Failuer reflecting in terraform : Error waiting for Delete Instance: couldn't find resource (21 retries) Cloudsql instances

aditya-facets commented 1 year ago

Community Note

Please vote on this issue by adding a 👍 reaction to the original issue to help the community and maintainers prioritize this request.
Please do not leave +1 or me too comments, they generate extra noise for issue followers and do not help prioritize the request.
If you are interested in working on this issue or have submitted a pull request, please leave a comment.
If an issue is assigned to the modular-magician user, it is either in the process of being autogenerated, or is planned to be autogenerated soon. If an issue is assigned to a user, that user is claiming responsibility for the issue. If an issue is assigned to hashibot, a community member has claimed the issue already.

Terraform Version

hashicorp/google-beta v4.33.0
hashicorp/google v4.33.0
Terraform v1.0.11 on linux_amd64

Affected Resource(s)

google_sql_database_instance

Expected Behavior

Destroy of the cloudsql mysql/postgres resource should be clean updating terraform state likewise.

Actual Behavior

Destroy of the cloudsql instance with 2 replica-reader was destroyed which got reflected in the console. But the status of replica instances are not reflected in the terraform logs, rather it fails throwing the error message Error, failed to delete instance <XYZ>-replicareader-0: Error waiting for Delete Instance: couldn't find resource (21 retries)

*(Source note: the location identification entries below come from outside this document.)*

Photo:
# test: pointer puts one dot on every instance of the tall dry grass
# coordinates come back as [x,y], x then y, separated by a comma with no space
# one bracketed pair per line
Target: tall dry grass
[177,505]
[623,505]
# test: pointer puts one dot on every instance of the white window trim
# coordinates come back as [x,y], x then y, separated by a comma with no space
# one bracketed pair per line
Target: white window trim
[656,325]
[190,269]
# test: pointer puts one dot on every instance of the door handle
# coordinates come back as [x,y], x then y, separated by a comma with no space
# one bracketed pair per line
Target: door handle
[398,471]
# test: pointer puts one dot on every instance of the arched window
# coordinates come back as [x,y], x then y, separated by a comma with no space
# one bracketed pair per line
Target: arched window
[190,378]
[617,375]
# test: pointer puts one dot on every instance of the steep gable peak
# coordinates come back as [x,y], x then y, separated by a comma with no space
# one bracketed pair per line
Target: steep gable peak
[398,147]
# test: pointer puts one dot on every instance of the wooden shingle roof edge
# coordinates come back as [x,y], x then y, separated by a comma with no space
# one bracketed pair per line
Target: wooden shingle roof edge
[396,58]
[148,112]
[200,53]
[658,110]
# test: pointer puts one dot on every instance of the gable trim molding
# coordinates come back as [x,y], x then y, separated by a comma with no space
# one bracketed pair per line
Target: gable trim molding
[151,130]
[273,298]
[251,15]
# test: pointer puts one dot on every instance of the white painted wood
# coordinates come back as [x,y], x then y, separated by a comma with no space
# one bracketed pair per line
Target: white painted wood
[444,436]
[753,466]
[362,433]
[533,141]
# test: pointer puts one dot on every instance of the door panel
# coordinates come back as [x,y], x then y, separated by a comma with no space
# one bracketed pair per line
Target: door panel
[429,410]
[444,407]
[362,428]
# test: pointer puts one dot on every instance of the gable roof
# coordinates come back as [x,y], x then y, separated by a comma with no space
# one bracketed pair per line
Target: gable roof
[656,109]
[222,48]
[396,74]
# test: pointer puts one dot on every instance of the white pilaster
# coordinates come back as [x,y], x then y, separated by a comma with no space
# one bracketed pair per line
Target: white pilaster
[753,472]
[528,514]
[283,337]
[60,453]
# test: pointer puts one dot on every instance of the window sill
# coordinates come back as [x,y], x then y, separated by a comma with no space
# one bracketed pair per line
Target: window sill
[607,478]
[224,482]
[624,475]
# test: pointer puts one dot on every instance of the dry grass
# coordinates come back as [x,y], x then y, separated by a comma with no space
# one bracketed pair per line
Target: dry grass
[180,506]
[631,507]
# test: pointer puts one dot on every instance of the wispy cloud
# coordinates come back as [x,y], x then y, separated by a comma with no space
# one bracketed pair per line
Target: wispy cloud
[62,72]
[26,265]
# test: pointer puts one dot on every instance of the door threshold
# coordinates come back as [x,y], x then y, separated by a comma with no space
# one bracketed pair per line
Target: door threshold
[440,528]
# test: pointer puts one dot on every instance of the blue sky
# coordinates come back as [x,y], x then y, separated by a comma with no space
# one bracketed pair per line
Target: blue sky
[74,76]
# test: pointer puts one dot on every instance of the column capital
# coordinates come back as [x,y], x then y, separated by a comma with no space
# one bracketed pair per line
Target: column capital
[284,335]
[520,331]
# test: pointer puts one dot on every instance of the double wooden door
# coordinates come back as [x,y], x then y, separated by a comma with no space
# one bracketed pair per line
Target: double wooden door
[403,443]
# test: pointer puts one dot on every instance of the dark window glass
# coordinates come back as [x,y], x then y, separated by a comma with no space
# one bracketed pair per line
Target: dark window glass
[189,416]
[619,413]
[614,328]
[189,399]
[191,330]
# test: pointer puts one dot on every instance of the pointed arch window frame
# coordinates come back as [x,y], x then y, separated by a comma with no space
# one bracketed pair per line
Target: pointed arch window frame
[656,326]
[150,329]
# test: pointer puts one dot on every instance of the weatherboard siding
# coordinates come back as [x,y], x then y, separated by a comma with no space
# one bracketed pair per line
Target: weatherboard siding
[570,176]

Console, does not show replica instances and only the master instaces shows up.

Steps to Reproduce

Using the module https://github.com/terraform-google-modules/terraform-google-sql-db/tree/v13.0.1/modules/postgresql for cloudsql - postgres SQL / mysql intialisation.

Used the configuration with 2 replica-reader with minimal input.
Applied via terraform
initiated a destroy

Important Factoids

error : Error waiting for Delete Instance: couldn't find resource (21 retries) is inconsistent, as this behaviour is noticed at a very random basis. Some times it destroys successfully but fails mostly.

References

b/299600745

edwardmedia commented 1 year ago

@aditya-facets since we don't own modules, can you repro the issue with resources? If yes, can you share the config?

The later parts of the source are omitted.